Elle-même portait un kimono noir à motif de grues et de fleurs, encore une fois prêté par Saeko.

— Ça te va bien aussi, maman, lui souris-je.

— Tu trouves ? Ces kimonos sont très jolis, mais qu’est-ce qu’ils sont inconfortables ! Je crève de chaud. Heureusement, le petit frère de ton mari m’a donné un éventail et une bouteille d’eau. Qu’est-ce que je ne ferais sans lui et ton amie Sao !

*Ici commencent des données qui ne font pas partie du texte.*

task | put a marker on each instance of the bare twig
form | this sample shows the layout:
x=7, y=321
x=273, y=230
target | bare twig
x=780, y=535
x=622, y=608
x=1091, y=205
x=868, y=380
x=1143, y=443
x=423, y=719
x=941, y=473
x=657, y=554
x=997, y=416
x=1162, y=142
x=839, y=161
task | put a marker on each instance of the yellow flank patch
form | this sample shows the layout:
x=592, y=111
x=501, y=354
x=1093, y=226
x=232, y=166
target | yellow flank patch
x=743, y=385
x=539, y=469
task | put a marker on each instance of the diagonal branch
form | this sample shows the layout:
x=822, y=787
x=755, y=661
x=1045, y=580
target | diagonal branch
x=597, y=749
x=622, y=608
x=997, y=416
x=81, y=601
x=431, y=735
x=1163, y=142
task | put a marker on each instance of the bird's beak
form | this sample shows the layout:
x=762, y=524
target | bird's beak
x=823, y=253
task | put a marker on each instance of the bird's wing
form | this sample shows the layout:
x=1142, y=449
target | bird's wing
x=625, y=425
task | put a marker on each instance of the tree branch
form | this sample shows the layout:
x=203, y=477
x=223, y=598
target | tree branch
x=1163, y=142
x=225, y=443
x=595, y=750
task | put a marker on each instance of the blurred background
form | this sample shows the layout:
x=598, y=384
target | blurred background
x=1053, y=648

— Ce n’est pas son petit frère, corrigeai-je, c’est son employé. Je t’ai déjà dit que Hide était fils unique, maman, il est orphelin...

— Ah bon ? Mais il n’arrête pas de l’appeler « grand frère », pourtant. C’est ta sœur qu’il me l’a dit, elle a reconnu ce mot ! C’était le même que dans Naruto.

— C’est une appellation affectueuse, c’est tout, murmurai-je rapidement.

Je craignais que Nina, qui regardait parfois des anime japonais, se rende compte que Hide était un yakuza... à l’instar de tous ses invités.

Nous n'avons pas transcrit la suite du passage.